Commander upholds police complaints
Marlborough area police commander Inspector Simon Feltham has upheld veteran protester John Minto's complaints against police over their actions at the Waihopai spy base protest in January.
Mr Minto said yesterday he had made several complaints about police in 30 years of protesting, but this was the first time one had ever been upheld, and two were upheld at once.
"I'm very surprised, it's good . . . It's a good result, I'm pleased with the outcome."
Mr Feltham said in his letter that police had breached policy by wearing Tasers at a protest and that they had not acted to the standard police should.
Mr Minto said the Independent Police Complaints Authority had initially taken the police's version to the letter and dismissed the complaint, while referring the Taser complaint to police for investigation.
"I was furious and wrote to them saying they hadn't talked to witnesses and were just taking the police's view. They then referred both complaints to police."
The letter from Mr Feltham to Mr Minto explained the police investigation into the protest at the Waihopai base on January 19 this year.
Mr Minto complained about two things: police officers at the protest breached policy by wearing Tasers; and that they acted unprofessionally in the way they dealt with a letter that the protest group was attempting to deliver to the base commander.
Mr Feltham said it was clear some police staff working at the protest were wearing Tasers and this was in breach of police policy.
"The staff with Tasers had been deployed on other duties earlier that day that required the use of Tasers and they had neglected to remove them before deploying to the protest. While the wearing was, in that sense, inadvertent, it should not have happened. This point has been reinforced with the staff involved, and the Police Operation Commander, to ensure that it does not happen again."
Mr Feltham said there were "differing versions" about the exact manner that the letter was dealt with after the protest group moved onto the grounds of the Waihopai Base in an effort to deliver a letter of protest to the base commander.
The group refused requests from police to leave the grounds and at the same time police staff refused to accept the letter on behalf of the base commander.
"l am satisfied that the actions of at least one police staff member fell short of the professional standards that NZ Police expect. For that reason, this complaint is upheld."

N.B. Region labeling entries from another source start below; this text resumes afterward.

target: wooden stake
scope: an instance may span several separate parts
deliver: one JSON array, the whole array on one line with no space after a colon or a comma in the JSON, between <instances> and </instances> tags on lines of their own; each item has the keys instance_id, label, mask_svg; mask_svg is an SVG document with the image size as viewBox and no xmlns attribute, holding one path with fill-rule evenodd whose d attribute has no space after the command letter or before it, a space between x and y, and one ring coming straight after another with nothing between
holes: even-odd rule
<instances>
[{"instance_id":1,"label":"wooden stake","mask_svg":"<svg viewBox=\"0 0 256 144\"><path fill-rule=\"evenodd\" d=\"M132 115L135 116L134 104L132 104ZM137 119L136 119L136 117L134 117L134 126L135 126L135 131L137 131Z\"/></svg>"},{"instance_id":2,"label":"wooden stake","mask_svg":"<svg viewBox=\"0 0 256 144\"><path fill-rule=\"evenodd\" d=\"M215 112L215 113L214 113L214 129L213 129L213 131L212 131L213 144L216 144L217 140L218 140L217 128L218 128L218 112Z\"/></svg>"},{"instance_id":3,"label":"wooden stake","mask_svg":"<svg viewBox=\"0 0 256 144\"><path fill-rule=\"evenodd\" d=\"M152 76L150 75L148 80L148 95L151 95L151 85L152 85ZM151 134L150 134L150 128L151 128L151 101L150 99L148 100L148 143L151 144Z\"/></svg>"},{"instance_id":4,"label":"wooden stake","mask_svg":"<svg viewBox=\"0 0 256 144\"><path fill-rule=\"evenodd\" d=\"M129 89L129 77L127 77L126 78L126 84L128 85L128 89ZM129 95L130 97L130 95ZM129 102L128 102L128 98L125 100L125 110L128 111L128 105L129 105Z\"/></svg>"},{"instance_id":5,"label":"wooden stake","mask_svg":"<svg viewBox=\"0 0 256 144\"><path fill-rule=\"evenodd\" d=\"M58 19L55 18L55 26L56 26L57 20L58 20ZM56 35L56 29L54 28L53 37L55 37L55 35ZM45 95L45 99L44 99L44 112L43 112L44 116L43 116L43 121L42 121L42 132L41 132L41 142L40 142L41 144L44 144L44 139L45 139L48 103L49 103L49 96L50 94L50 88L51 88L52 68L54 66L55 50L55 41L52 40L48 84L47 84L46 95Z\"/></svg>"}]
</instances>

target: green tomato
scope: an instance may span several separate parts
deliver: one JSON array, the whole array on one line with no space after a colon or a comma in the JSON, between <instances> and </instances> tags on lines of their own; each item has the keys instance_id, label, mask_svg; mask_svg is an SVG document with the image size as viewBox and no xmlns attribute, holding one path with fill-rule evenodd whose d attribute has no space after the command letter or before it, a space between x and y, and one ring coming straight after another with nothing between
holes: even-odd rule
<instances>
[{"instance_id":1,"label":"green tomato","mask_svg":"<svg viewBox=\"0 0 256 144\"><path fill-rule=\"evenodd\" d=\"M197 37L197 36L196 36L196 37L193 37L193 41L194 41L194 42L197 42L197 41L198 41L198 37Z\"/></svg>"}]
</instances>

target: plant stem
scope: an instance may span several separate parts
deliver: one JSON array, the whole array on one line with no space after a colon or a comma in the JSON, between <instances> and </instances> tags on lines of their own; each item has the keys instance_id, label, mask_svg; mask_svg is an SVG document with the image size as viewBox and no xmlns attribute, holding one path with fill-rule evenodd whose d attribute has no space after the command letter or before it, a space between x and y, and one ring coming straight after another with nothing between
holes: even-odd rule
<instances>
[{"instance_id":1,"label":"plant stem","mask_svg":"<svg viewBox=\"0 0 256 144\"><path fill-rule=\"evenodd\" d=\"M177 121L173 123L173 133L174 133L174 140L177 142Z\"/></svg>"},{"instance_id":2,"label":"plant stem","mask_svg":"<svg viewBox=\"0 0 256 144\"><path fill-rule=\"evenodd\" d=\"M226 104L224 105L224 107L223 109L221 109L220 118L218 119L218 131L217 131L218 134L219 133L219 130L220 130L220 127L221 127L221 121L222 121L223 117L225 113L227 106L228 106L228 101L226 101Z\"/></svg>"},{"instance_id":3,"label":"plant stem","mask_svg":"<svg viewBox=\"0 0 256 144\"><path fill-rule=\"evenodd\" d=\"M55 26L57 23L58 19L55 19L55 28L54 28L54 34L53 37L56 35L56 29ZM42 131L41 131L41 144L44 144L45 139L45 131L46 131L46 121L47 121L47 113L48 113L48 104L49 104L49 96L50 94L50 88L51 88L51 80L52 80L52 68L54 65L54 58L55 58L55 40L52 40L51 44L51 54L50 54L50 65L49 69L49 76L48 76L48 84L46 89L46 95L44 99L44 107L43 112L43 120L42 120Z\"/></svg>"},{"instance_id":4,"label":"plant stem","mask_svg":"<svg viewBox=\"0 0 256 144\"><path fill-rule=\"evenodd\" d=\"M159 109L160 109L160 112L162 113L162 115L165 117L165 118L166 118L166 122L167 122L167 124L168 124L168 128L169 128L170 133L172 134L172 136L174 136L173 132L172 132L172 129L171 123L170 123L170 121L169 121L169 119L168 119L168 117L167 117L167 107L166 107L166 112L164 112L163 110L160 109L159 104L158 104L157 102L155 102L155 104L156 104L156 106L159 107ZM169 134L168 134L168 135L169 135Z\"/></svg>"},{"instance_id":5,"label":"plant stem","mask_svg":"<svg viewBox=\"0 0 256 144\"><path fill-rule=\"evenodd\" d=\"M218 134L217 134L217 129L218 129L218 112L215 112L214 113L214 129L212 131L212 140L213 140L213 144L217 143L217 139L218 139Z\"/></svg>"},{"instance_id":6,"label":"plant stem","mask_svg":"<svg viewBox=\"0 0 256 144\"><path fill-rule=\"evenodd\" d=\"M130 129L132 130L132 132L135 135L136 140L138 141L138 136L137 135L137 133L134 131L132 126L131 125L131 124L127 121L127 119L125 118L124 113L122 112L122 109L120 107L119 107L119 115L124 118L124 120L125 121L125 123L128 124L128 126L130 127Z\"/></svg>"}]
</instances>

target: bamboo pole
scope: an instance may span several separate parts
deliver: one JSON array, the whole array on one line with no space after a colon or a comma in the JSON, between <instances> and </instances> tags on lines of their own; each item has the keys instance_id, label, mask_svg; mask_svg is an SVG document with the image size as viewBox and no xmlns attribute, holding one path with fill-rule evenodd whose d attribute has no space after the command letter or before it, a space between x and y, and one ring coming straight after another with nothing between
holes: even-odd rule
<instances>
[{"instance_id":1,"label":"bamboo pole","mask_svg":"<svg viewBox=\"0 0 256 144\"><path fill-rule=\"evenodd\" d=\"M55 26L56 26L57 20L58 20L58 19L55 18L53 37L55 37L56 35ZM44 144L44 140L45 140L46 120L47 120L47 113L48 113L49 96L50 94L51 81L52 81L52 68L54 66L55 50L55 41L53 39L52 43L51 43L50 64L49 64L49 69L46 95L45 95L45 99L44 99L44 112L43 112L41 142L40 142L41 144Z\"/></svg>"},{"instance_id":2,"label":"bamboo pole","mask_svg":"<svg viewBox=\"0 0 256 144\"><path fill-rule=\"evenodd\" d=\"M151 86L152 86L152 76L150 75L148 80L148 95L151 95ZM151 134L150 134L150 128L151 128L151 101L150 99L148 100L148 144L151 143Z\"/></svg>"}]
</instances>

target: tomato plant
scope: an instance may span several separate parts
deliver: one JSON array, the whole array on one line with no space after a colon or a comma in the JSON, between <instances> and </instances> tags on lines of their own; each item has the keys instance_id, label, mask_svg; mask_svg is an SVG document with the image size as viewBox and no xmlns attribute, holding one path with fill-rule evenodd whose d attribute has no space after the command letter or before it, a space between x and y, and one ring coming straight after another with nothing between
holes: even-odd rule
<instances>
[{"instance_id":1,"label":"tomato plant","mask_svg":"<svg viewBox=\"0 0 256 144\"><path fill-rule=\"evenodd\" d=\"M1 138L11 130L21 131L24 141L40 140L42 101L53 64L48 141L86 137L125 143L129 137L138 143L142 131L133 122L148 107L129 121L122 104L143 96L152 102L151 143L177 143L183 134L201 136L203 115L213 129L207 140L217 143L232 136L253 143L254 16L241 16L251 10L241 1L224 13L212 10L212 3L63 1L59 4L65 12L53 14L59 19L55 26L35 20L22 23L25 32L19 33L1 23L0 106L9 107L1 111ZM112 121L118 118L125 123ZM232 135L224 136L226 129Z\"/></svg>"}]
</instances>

The manner in which protests at the Waihopai Base were policed had been reviewed in order to minimise future issues, he said. This approach included more dialogue with protest groups and leaders during such events.
"The benefits of this approach were seen at the recent protest action in late July, which passed without incident. This successful result was in part due to the protest group not attempting to make unauthorised access onto the Waihopai Base property."
Mr Feltham said yesterday he did not want to say much about the investigation. The police had learnt from it, and some changes had been made, so there were no problems at the protest in July.